With Greek borrowing costs breaking record highs yesterday, the euro weakened significantly after German Finance Minister Wolfgang Schaueble acknowledged that Greece may need a miracle involving loaves and a debt restructuring in the near future. In press interviews, senior ECB Board member Lorenzo Bini-Smaghi said that a debt restructuring would result in the “failure of a large part of Greece’s banking system”, and that consequently the Greek economy would be “on its knees, with devastating effects on social cohesion and the resistance of the country’s democratic system.” Thank God he pulled his punches – but the bit he missed was picked up by Handelsblatt, which dutifully reported the likelihood of Cyprus being dragged into the eurozone’s debt crisis, as its banks depend on the Greek market and their high exposure to Greece’s government bonds – that being a mere 37% of the Cypriot GDP.

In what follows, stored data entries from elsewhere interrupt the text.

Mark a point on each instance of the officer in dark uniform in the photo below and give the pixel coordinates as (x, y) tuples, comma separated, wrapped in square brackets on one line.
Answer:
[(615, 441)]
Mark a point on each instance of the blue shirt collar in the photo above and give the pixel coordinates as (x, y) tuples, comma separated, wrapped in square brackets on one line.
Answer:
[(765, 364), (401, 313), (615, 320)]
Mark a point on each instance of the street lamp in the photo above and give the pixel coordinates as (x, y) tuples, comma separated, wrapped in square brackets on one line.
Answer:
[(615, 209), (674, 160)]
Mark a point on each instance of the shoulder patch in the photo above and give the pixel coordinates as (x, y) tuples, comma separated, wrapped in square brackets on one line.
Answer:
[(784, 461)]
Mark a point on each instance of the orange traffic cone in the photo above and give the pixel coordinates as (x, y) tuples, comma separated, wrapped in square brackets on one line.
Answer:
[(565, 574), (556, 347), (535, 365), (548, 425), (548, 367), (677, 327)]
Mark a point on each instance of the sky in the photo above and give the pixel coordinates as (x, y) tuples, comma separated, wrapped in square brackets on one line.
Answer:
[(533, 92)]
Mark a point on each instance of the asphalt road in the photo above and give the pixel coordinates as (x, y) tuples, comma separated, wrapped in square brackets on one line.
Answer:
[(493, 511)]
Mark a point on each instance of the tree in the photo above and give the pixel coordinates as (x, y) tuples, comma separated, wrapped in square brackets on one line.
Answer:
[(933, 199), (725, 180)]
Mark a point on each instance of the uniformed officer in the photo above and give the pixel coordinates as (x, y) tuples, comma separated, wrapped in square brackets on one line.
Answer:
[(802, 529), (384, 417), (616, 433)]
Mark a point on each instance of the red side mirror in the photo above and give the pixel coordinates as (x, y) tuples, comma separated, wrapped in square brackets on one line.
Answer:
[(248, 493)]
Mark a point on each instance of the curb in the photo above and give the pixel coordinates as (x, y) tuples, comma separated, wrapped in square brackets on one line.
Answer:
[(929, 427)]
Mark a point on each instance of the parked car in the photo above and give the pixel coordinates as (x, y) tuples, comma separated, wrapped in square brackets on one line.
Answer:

Ireland agreed a new, improved version of its bailout conditions. This is alleged to include an increase in the minimum wage as well as reductions in employer insurance and VAT in low paid sectors…but also expected to impose further job cuts. Michael Noonan, Irish Finance Minister, suggested that the deal showed that the EU/IMF were willing to negotiate on “unpopular” areas of the bailout agreement. Observers spent most of the day hunting for the popular bits, but while they were at it Moody’s downgraded Ireland by two notches, leaving its credit rating one notch above junk. Some speculated that his was a result of the new, improved version of its bailout conditions, but Government finance officials were too overcome with joy to comment.
The EU responded by proposing a £7bn increase in next year’s EU budget, and lifting sanctions on the former Libyan foreign minister Moussa Koussa, following his ‘defection’ from the Libyan regime.